1911年 初めての旅行記On the Wallaby through Victoria (E. M. Clowes 名義)と、英国からオーストラリアへの旅を描いたA Ship of Solaceが出版される。

1915年 Evelyn May Mordauntに改名する。挿し絵付きの妖精物語集 Shoe and Stocking Storiesが出版される

1923年 『デイリー・ニュース』紙から、旅行記連載の仕事を勝ち取る。マルセイユを出発し、マルティニーク、グアダルーペ、パナマ運河を経由してタヒチに至る。タヒチから更に、サモア諸島、フィジー、ニュージーランド、オーストラリアのブリスベンを経由してパプア・ニューギニアに渡り、数ヶ月を過ごす。パプア・ニューギニアでは現地の人々に "Sinabada" ( "Lady King" の意)と呼ばれる。ブリスベンに戻り、そこからインドネシア(オランダ領東インド)、バリ島、ジャワ島、スマトラ島、セイロン島、ボンベイ、ケニヤを訪れた。ケニヤでは、大学卒業後に同地で暮らしていた息子とその家族に再会。その後更に数年間にわたり、南北アメリカを旅行する。

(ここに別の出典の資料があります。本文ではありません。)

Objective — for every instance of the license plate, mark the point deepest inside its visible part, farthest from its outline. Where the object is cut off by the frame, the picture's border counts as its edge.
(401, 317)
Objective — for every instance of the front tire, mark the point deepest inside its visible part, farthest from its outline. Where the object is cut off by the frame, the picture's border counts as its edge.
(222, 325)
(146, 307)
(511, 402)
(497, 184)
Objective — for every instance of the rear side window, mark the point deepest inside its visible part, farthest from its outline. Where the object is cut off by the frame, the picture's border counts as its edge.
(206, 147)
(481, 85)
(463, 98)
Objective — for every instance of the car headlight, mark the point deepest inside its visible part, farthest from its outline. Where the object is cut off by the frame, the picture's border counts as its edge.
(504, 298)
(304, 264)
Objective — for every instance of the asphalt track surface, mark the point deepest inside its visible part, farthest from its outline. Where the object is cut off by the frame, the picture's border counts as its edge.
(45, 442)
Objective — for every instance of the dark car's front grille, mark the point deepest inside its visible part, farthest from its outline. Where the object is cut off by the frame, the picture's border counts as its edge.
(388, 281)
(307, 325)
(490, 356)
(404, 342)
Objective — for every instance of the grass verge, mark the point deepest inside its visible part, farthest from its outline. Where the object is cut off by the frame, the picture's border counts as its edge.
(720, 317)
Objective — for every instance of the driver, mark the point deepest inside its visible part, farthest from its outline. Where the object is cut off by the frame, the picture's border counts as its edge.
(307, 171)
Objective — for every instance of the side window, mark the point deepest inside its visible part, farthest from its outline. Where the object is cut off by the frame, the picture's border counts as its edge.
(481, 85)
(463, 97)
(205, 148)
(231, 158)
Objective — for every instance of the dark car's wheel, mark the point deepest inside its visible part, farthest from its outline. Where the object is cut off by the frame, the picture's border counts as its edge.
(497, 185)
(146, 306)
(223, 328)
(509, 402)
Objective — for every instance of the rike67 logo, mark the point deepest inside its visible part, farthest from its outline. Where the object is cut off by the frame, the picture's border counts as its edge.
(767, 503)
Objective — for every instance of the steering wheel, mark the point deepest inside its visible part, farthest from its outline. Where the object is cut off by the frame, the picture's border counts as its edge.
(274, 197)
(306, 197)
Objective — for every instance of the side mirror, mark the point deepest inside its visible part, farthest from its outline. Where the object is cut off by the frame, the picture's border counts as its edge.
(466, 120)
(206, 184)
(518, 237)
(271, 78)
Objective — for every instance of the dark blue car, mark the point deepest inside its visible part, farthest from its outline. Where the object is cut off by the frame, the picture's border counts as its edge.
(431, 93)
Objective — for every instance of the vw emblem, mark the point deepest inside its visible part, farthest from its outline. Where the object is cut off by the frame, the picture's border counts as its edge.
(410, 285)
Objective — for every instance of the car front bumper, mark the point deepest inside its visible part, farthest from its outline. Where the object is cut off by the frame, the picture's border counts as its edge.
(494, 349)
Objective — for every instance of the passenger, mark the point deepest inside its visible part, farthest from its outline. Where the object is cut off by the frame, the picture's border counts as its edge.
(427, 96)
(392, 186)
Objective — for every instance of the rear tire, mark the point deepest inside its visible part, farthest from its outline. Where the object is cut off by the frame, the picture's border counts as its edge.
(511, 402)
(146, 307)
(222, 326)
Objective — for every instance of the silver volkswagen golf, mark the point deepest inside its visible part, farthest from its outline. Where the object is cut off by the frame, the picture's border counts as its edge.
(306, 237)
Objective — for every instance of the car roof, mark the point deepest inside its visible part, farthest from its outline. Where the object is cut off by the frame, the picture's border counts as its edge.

1926年 1923年からの旅をまとめた旅行記、The Venture Book と The Further Venture Bookが出版される。

1931年 Gin and Bitters : A Novel about a Novelist who writes Novels about other Novelists が、”A Riposte” 名義で出版される。同書はサマセット・モームの『お菓子とビール』(1930年)を揶揄する内容だった(※)。Gin and Bittersの作者の正体と英国版の出版予定を知ったモームは、モードーントを名誉毀損で告訴した。英国版の出版は中止となり、出版社は印刷済み在庫の破棄に追い込まれた。

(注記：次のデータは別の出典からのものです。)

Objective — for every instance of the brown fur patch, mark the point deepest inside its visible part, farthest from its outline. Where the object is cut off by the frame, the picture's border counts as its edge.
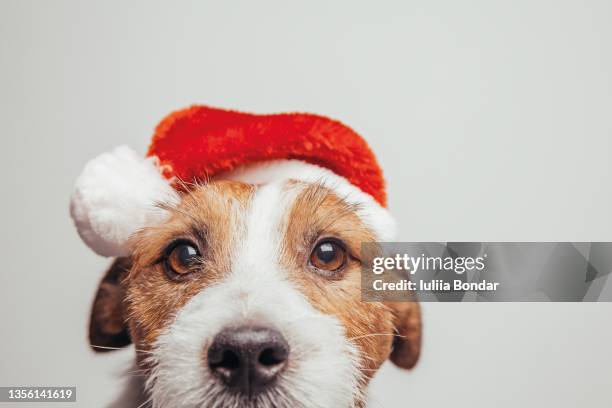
(210, 216)
(319, 213)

(※)『お菓子とビール』は、出版の二年前に亡くなった文豪トマス・ハーディを揶揄しているとして、当時の人々に批判されていた。モードーントはハーディの妻と親友だったため、意趣返しとして Gin and Bitters を執筆した可能性が高いとされている。なお、この本の出版時に使われた偽名 "riposte" とは、「しっぺ返し、反撃」の意味。

1933年 Robert Rawnsley Bowlesという男性と再婚し、ともに英国からシドニーに渡る。この婚姻関係は短期間で解消されたと思われるが、モードーントの自伝でも詳しい言及は避けられており、詳細は不明である。

1930年代後半〜最晩年 ロンドンのチェルシーで暮らし、健康問題を抱えながら執筆を続ける。

1942年 6月25日、オックスフォードの病院で亡くなる。